I am having a problem with a 4507R. I have 2 SUP II+ modules installed in it and the SUP that should be the standby is not booting all the way. If I have one SUP inserted, either one, it boots fine but when both are inserted one becomes active and the other sits waiting to check packet buffer memory. If I remove the active sup then the other one continues the boot process but that is not how they should be working. Any ideas out there?

Thanks..

6 Replies 6

Danilo Dy
VIP Alumni
VIP Alumni

Hi,

Your Supervisor Engine Redundancy may not configured properly. Please post "show redundancy states" or follow this link http://www.cisco.com/en/US/docs/switches/lan/catalyst4500/12.2/20ew/configuration/guide/RPR.html

Regards,

Dandy

I thought about that. When I had each SUP installed in the chassis alone I set it to either RPR or SSO then removed it and did the same thing to the other SUP. Once they were each set to the same redundancy mode I powered the switch down, inserted both SUPS and powered it back up. It made no difference on how the redundancy was configured.

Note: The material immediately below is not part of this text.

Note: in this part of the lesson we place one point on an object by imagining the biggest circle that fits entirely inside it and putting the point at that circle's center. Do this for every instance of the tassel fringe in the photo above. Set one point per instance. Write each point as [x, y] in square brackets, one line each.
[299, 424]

When I leave both SUPs in the chassis and try to enter config mode I get a message stating that the PARSER has locked the config and I am unable to make changes as long as the second SUP is installed in the chassis. The Gig interface on the SUP works fine though.

Are the code versions exactly the same ? In rpr mode the standby will not boot up all the way . This link might shed some light on standbys and how to configure .

http://cisco.com/en/US/docs/switches/lan/catalyst4500/12.2/40sg/configuration/guide/RPR.html

Should the second SUP initialize enough to be able to get to the SlaveBootFlash: and other Slave File systems? The Gig link on the second SUP is active but I am unable to get to any of the SLAVE file systems.

Thanks for your help.

Yes I would think so because the standby supervisor pulls its code from those locations. Other words you can't do a "dir on say slavebootflash: ??? Yeah its sounds like something is not quite right but I am not sure what without being able to see it , but I think you should be to get to them because I have upgraded the standby supervisor from the active supervisor before and the stanby was only in rpr mode . You might want to plug into standby console and then reset or pull the stanby out in reinsert it and watch and see if you see anything in the logs. I have never tried to session a standby so I don't know if that is possible or not , maybe someone else could elaborate.

Here is a copy of the log file while the standby SUP boots. It comes to a point in the process that the active SUP checks PACKET BUFFERS. The standby SUP just sits there and does nothing. In the case of this log file the SUP reset itself and stopped at the same place again.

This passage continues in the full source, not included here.